This repo is the final deliveries of the OSRE 2023 project, "Reproducible Evaluation of Multi-level Erasure Coding". As proposed in OSRE 2023, this repo contains the artifacts and guides to reproducibly evaluate MLEC(Multi-level Erasure coding) through the simulator we built.
Overall, the goal of our project is to build a simulator to reproducibly evaluate the performance and durability of MLEC for large-scale storage systems under different design configurations. In this way, we can reduce the cost to modify the configurations of a real large-scale system to see the effects of different EC policies.

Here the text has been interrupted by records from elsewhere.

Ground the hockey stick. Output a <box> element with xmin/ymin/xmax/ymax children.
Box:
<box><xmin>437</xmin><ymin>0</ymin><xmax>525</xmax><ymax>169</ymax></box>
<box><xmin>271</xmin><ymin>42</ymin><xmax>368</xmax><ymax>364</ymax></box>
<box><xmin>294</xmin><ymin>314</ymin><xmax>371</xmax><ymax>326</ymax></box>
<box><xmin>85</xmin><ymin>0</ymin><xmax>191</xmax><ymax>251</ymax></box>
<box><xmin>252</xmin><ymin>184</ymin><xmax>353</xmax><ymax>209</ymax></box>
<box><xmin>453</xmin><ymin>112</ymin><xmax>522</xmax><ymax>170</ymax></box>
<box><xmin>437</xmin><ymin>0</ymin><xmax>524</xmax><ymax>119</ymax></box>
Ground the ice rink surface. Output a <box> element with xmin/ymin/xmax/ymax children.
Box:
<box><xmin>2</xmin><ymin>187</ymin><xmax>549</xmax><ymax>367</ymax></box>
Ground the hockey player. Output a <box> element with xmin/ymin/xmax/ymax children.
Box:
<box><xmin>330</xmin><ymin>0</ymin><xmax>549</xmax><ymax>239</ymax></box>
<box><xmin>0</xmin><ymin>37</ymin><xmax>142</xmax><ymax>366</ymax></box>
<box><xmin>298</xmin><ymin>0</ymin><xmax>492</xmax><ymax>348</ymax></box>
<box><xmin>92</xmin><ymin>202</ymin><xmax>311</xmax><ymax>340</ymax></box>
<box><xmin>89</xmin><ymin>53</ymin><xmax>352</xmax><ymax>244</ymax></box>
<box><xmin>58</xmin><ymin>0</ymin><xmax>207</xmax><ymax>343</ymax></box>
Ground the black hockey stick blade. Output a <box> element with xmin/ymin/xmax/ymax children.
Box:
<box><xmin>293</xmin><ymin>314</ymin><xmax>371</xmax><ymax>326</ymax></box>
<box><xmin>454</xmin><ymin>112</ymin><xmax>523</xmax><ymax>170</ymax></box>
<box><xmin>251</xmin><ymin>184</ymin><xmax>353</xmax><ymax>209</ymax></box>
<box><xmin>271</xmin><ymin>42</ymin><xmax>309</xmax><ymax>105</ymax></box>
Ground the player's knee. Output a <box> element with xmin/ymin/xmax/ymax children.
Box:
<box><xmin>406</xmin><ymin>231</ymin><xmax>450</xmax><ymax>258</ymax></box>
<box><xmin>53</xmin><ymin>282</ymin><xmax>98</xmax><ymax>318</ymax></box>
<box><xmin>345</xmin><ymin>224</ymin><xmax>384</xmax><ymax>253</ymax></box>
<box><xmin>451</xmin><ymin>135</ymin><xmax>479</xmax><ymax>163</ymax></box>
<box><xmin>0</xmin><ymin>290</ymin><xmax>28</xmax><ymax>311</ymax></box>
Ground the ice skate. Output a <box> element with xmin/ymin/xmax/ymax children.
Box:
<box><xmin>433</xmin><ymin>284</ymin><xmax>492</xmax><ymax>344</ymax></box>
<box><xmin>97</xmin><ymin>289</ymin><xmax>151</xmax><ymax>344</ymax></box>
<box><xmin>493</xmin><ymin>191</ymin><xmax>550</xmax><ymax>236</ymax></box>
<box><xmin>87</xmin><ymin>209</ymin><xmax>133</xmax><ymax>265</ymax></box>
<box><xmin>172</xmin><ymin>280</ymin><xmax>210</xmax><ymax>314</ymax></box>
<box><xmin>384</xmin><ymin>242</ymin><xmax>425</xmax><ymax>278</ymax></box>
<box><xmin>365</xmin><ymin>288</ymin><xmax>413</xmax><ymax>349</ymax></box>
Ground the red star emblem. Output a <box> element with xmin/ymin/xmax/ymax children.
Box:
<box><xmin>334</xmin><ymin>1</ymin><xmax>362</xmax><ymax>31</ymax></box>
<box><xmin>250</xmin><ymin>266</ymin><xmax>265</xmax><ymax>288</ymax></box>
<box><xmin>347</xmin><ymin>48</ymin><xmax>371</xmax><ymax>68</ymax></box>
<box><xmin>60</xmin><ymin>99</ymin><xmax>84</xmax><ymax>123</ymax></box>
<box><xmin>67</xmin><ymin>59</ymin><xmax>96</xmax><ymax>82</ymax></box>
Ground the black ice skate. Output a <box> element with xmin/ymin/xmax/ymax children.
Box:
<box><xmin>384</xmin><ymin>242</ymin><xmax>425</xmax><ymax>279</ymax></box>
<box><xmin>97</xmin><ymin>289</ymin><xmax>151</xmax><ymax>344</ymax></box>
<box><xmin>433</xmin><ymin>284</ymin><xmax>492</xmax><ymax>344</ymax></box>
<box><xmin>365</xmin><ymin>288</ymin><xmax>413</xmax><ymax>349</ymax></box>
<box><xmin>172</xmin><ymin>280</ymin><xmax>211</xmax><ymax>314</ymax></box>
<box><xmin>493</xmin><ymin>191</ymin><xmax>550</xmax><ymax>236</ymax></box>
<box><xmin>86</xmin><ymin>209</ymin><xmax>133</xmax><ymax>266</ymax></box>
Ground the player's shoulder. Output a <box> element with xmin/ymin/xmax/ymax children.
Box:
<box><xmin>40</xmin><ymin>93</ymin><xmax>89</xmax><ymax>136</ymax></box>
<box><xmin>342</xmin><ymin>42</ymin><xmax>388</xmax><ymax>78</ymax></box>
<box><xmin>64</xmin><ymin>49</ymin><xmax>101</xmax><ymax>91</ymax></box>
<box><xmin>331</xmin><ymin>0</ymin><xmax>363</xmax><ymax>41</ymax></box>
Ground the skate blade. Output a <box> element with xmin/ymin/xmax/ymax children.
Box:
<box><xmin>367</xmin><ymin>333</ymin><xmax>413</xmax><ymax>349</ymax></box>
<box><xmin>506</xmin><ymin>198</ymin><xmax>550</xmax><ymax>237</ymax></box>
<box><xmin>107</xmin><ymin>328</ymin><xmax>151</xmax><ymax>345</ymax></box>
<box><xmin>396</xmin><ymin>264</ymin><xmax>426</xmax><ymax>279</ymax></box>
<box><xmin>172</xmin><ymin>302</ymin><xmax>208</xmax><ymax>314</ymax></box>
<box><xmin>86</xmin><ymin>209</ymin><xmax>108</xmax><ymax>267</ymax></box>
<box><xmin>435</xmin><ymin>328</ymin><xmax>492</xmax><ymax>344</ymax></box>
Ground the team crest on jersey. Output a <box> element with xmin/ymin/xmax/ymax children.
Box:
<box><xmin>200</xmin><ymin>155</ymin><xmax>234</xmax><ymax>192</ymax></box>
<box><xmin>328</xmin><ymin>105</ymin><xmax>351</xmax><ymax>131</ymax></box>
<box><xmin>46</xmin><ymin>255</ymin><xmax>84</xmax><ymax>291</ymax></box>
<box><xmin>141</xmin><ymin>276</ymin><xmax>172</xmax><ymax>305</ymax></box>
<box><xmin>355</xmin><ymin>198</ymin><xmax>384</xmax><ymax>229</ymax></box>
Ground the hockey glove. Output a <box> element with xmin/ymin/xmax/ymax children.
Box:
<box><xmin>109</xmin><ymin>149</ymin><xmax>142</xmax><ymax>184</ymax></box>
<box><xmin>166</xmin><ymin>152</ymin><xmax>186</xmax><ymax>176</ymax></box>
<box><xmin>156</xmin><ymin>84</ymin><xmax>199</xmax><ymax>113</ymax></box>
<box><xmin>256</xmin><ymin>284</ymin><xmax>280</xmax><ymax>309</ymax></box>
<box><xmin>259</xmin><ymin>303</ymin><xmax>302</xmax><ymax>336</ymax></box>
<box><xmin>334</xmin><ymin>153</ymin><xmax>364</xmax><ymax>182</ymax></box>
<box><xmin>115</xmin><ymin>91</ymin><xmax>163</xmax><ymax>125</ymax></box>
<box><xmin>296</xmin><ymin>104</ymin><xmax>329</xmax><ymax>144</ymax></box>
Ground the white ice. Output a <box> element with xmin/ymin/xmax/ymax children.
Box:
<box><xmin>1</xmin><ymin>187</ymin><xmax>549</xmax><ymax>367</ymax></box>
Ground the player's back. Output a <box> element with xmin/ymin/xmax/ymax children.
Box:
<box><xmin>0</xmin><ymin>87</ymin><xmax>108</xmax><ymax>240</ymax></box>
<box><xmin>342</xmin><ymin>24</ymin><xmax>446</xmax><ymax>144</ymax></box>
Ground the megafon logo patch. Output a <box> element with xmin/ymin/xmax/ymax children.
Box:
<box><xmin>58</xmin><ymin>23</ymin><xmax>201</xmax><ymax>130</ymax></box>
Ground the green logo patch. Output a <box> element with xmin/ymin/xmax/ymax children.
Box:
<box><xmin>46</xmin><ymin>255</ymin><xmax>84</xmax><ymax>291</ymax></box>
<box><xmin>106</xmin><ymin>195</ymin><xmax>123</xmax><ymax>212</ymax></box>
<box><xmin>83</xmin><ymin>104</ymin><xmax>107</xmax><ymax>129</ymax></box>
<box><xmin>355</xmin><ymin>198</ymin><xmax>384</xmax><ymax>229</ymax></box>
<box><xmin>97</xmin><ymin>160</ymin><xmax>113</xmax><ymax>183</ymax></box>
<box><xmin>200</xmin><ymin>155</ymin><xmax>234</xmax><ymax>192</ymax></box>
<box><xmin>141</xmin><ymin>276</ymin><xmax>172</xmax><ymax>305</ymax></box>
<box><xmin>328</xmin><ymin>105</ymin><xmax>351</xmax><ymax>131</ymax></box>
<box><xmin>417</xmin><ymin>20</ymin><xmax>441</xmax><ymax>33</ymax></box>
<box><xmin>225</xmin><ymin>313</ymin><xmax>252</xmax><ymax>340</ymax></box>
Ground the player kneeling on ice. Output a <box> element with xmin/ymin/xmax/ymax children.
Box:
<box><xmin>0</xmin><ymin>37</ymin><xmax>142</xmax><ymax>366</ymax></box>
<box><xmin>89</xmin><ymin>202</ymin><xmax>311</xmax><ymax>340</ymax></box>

And this repo is essentially a guide to properly use the simulator to evaluate MLEC.
This repo also contains steps to reproduce multiple evaluation figures from the SC23 paper "Design Considerations and Analysis of Multi-Level Erasure Coding in Large-Scale Data Centers", as well as all the sample data and figures. If you follow the steps in each REAME file, you should be able to reproduce those data and figure.
To properly run the simualtor, it's best to use a node with many CPU cores. Our code uses multiple threads to run the simulator in parallel, and a node with a lot of CPU cores would make simulation much faster.
For example, you may reserve a node from Chameleon. The zen3 compute node has 256 cores, which is suitable for the job. Then, launch the reserved node with the image "CC-Ubuntu20.04", and don't forget to assign a floating IP to it, so you can ssh into it.
Before running the experiments, we need to download the packages listed in setup.sh
. First, we clone this repo into your server.
Note: all commands below should be run on your reserved Chameleon node connected through ssh, not your local laptop.
cd
rm -rf MLEC-simulator-doc
git clone https://github.com/zhynwng/MLEC-simulator-doc.git
Then, we set up and install the simulator
cd MLEC-simulator-doc/scripts && bash setup-node.sh
This will take around 10 minutes to complete. Lastly, create folders to contain the output data and figure
cd ~/MLEC-simulator-doc
mkdir data
mkdir plots
Now, you can go to script folder, which contains the intructions to reproduce multiple evaluation figures. We also included the sample output data and figure we have in /sample_output folder, which you may compare with your own results.